New Delhi: The India’s dream mission- Chandrayaan-3 will be controlled by the computers and the AI guide during the last 15 minutes which the scientists call “15 minutes of terror” before the lunar touchdown, according to scientists.
ISRO scientists informed, “On September 7, 2019, during the crucial 15-minute touchdown maneuver, the Chandrayaan 2 lander Vikram crashed on the moon’s surface, marking a pivotal failure. The lander failed to switch from a horizontal to vertical position as needed, resulting in a crash during the “fine braking phase,” now referred to as the “15 minutes of terror”.
However, there’s a significant difference this time around. While the ISRO Telemetry, Tracking and Command Network (ISTRAC) in Bengaluru and the mission scientists will closely monitor the landing process, they won’t have control over the craft’s actions.

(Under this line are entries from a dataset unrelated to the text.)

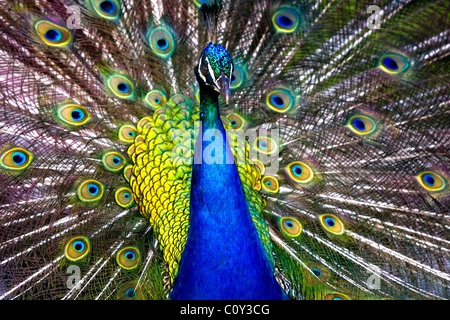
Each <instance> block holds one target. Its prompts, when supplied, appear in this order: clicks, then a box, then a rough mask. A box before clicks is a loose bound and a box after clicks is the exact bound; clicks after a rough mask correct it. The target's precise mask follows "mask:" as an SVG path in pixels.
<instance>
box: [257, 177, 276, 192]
mask: <svg viewBox="0 0 450 320" xmlns="http://www.w3.org/2000/svg"><path fill="white" fill-rule="evenodd" d="M261 183H262V188H263V190H264V191H266V192H269V193H278V191H279V190H280V185H279V183H278V180H277V178H275V177H272V176H265V177H263V178H262V179H261Z"/></svg>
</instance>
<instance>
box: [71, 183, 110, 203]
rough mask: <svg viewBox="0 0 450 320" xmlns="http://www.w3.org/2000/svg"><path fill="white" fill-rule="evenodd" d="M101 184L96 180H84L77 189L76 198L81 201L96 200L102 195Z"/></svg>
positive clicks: (87, 201) (99, 198)
mask: <svg viewBox="0 0 450 320" xmlns="http://www.w3.org/2000/svg"><path fill="white" fill-rule="evenodd" d="M103 191H104V187H103V184H101V183H100V182H98V181H97V180H92V179H90V180H85V181H83V182H82V183H81V184H80V185H79V186H78V189H77V195H78V198H79V199H80V200H81V201H83V202H94V201H98V200H100V199H101V198H102V197H103Z"/></svg>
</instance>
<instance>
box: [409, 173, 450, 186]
mask: <svg viewBox="0 0 450 320" xmlns="http://www.w3.org/2000/svg"><path fill="white" fill-rule="evenodd" d="M416 179H417V181H419V183H420V185H421V186H422V187H423V188H425V189H426V190H428V191H442V190H444V189H445V188H446V186H447V183H446V181H445V179H444V178H443V177H441V176H440V175H438V174H437V173H435V172H432V171H424V172H422V173H420V174H419V175H418V176H417V177H416Z"/></svg>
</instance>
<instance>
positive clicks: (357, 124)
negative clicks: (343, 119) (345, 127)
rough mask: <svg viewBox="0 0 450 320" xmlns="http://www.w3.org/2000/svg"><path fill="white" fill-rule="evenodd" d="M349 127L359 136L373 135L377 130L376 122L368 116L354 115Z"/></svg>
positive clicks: (349, 125)
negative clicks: (372, 134) (364, 135)
mask: <svg viewBox="0 0 450 320" xmlns="http://www.w3.org/2000/svg"><path fill="white" fill-rule="evenodd" d="M347 127H348V128H349V129H350V130H351V131H353V132H354V133H356V134H358V135H366V134H371V133H373V132H374V131H375V130H376V129H377V123H376V122H375V120H374V119H373V118H371V117H369V116H366V115H361V114H360V115H354V116H352V117H351V118H350V119H349V120H348V122H347Z"/></svg>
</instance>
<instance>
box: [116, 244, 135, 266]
mask: <svg viewBox="0 0 450 320" xmlns="http://www.w3.org/2000/svg"><path fill="white" fill-rule="evenodd" d="M140 259H141V256H140V252H139V249H138V248H136V247H126V248H123V249H121V250H120V251H119V252H118V253H117V256H116V261H117V264H118V265H119V266H120V267H121V268H122V269H125V270H133V269H135V268H136V267H137V266H138V265H139V262H140Z"/></svg>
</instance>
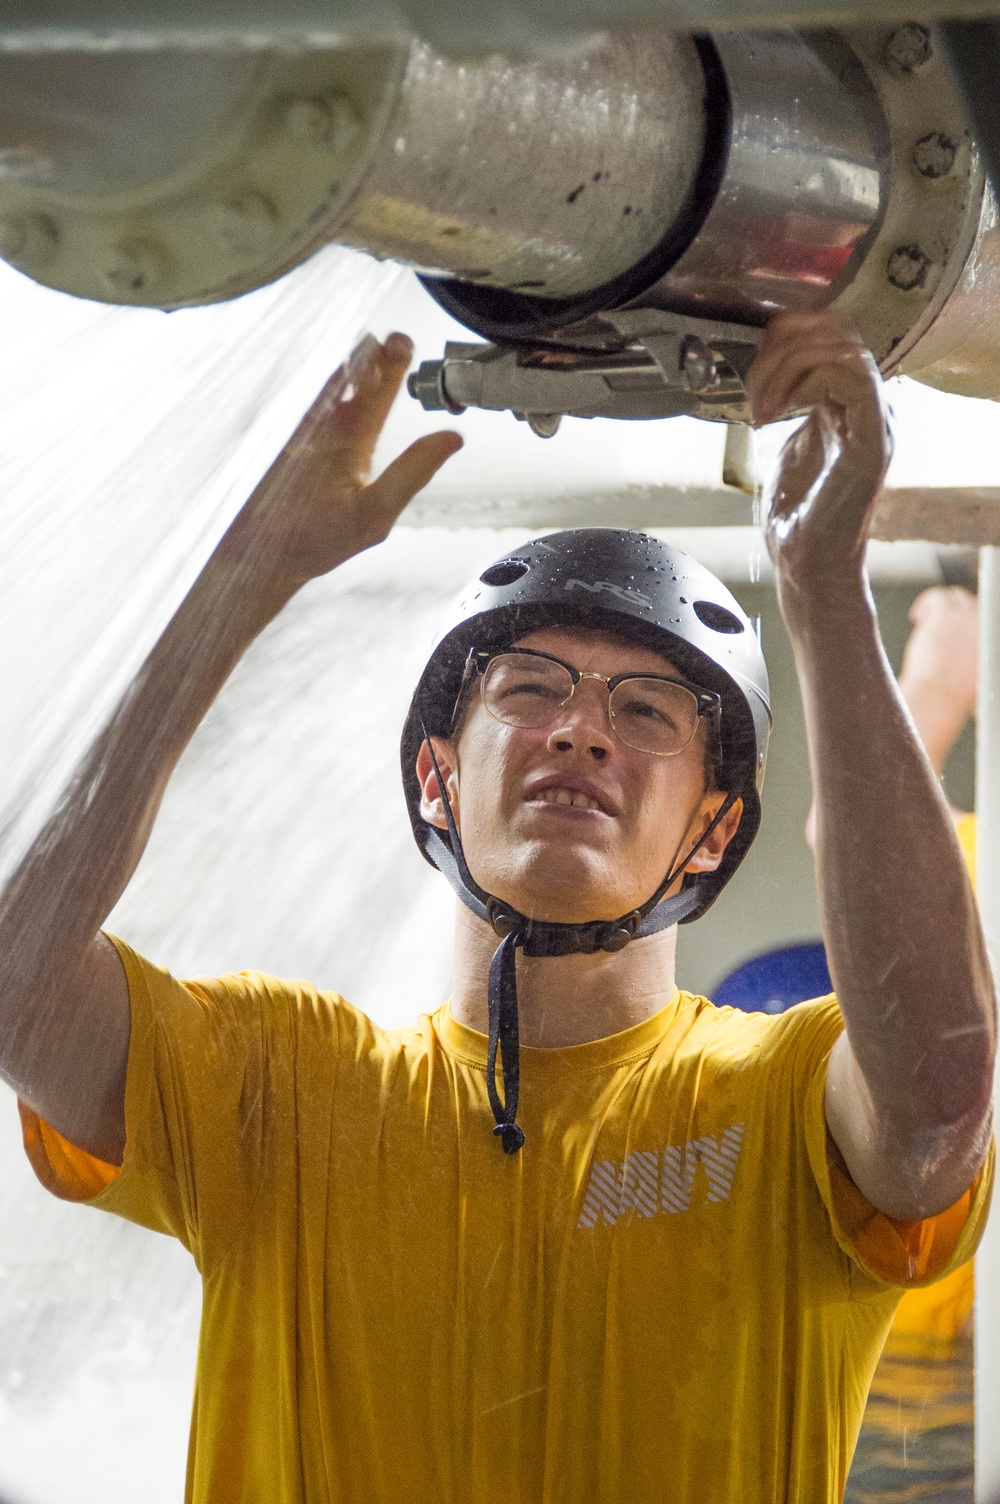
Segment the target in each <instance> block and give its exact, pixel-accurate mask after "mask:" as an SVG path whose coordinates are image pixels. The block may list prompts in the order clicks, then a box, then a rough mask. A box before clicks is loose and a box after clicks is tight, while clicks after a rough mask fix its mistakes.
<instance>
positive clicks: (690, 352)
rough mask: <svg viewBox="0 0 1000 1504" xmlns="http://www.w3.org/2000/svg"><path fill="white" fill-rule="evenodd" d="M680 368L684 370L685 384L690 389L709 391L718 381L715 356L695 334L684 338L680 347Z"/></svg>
mask: <svg viewBox="0 0 1000 1504" xmlns="http://www.w3.org/2000/svg"><path fill="white" fill-rule="evenodd" d="M681 370H683V371H684V376H686V378H687V385H689V387H690V390H692V391H711V388H713V387H714V385H717V382H719V371H717V370H716V358H714V355H713V353H711V350H710V349H708V346H707V344H705V341H704V340H699V338H698V335H696V334H692V335H689V337H687V338H686V340H684V344H683V349H681Z"/></svg>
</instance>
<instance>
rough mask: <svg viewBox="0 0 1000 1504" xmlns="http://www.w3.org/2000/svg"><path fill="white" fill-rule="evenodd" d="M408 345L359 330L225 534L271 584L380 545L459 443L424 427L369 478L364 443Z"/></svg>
mask: <svg viewBox="0 0 1000 1504" xmlns="http://www.w3.org/2000/svg"><path fill="white" fill-rule="evenodd" d="M412 352H414V347H412V344H411V341H409V338H408V337H406V335H405V334H391V335H389V337H388V340H386V341H385V344H380V343H379V341H377V340H376V338H373V335H367V337H365V338H364V340H362V341H361V344H359V346H358V347H356V349H355V352H353V355H352V356H350V359H349V361H347V362H346V364H344V365H341V367H340V370H337V371H335V373H334V374H332V376H331V379H329V381H328V382H326V387H325V388H323V391H322V393H320V394H319V397H317V399H316V402H314V403H313V406H311V408H310V411H308V412H307V414H305V417H304V418H302V421H301V424H299V426H298V429H296V432H295V433H293V435H292V438H290V439H289V442H287V444H286V447H284V450H283V451H281V454H280V456H278V457H277V460H275V462H274V465H272V466H271V469H269V471H268V474H266V475H265V478H263V480H262V481H260V484H259V486H257V489H256V492H254V493H253V496H251V498H250V501H248V504H247V507H245V508H244V513H242V516H241V519H239V522H238V523H236V526H235V528H233V529H232V531H230V535H229V538H227V544H226V546H227V552H229V553H230V556H232V555H241V556H247V558H248V559H250V558H253V561H254V566H256V567H257V569H259V567H260V566H262V564H263V566H265V569H266V570H268V573H269V575H271V576H272V578H274V581H275V584H278V585H292V587H298V585H302V584H304V582H305V581H308V579H313V578H314V576H317V575H325V573H326V572H328V570H331V569H335V567H337V564H343V561H344V559H347V558H350V556H352V555H353V553H361V552H362V549H368V547H371V546H373V544H374V543H380V541H382V540H383V538H385V537H386V534H388V532H389V529H391V526H392V523H394V522H395V519H397V517H398V514H400V511H402V510H403V507H406V504H408V502H409V501H411V499H412V498H414V496H415V495H417V492H418V490H421V489H423V487H424V486H426V484H427V481H429V480H430V478H432V477H433V475H435V474H436V471H438V469H439V468H441V466H442V465H444V463H445V460H447V459H450V456H451V454H454V453H456V451H457V450H460V448H462V438H460V436H459V435H457V433H448V432H439V433H429V435H426V436H424V438H421V439H417V442H415V444H411V447H409V448H408V450H405V453H403V454H400V456H398V457H397V459H394V460H392V463H391V465H388V468H386V469H385V471H383V472H382V474H380V475H379V477H377V480H374V481H373V480H370V472H371V459H373V454H374V445H376V442H377V438H379V435H380V432H382V427H383V424H385V420H386V418H388V414H389V409H391V406H392V402H394V400H395V396H397V393H398V390H400V384H402V381H403V376H405V374H406V367H408V365H409V362H411V356H412Z"/></svg>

Computers Logic to Guide Chandrayaan-3
The complete landing sequence of Chandrayaan-3 during the crucial 15-minute descent phase will be directed by pre-programmed computer logic integrated into the lander’s computers, guidance, and control navigation systems, according to a report in The Indian Express.
During this process, the ISTRAC center in Bengaluru will gather signal data transmitted by the Chandrayaan 3 lander. This data will then be transmitted to multiple locations, including the Deep Space Network in Bengaluru, the Jet Propulsion Laboratory in the US, and a European Space Agency station in Spain.
During the critical descent maneuver on Wednesday, starting at 17:47, the mission control center will be unable to send any commands to the lander. The touchdown is scheduled for 6:04 pm.
“For the Chandrayaan-3 mission, the lander will rely on its programmed artificial intelligence (AI) to execute a secure and gentle landing,” News18 quoted report as stating.
Sensors and Camera to Guide Chandrayaan-3 Precise Touchdown
In the intricate task of remotely operating a spacecraft, sensors and cameras take center stage. These vital components determine crucial factors like location, speed, and orientation, shaping the craft’s trajectory.
The lander of Chandrayaan-3 will be equipped with sensors that perform intricate calculations during its descent from 30 km above the moon’s surface to 7.42 km, encompassing the initial 10 minutes of the 15-minute landing process.
ISRO Chairman S Somnath emphasized the pivotal role of sensors, highlighting their ability to gauge the lander’s position, speed, and orientation—a foundation for precise operations. Among these sensors are velocimeters and altimeters, which provide critical speed and altitude references.
As Chandrayaan-3 sets its sights on a successful landing, these sensors and camera technology serve as the craft’s navigational senses, ensuring a controlled and safe descent onto the lunar surface.
The craft is also equipped with various cameras, including a hazard avoidance camera and inertia-based cameras. By combining data from these cameras with the sensor inputs through an algorithm, a clear indication of the lander’s precise positioning is achieved.
Furthermore, ISRO scientists have incorporated an AI system into the navigation, guidance, and control system of the lander. This advanced system aids in accurately positioning the lander for a secure and gentle touchdown, enhancing the mission’s overall success.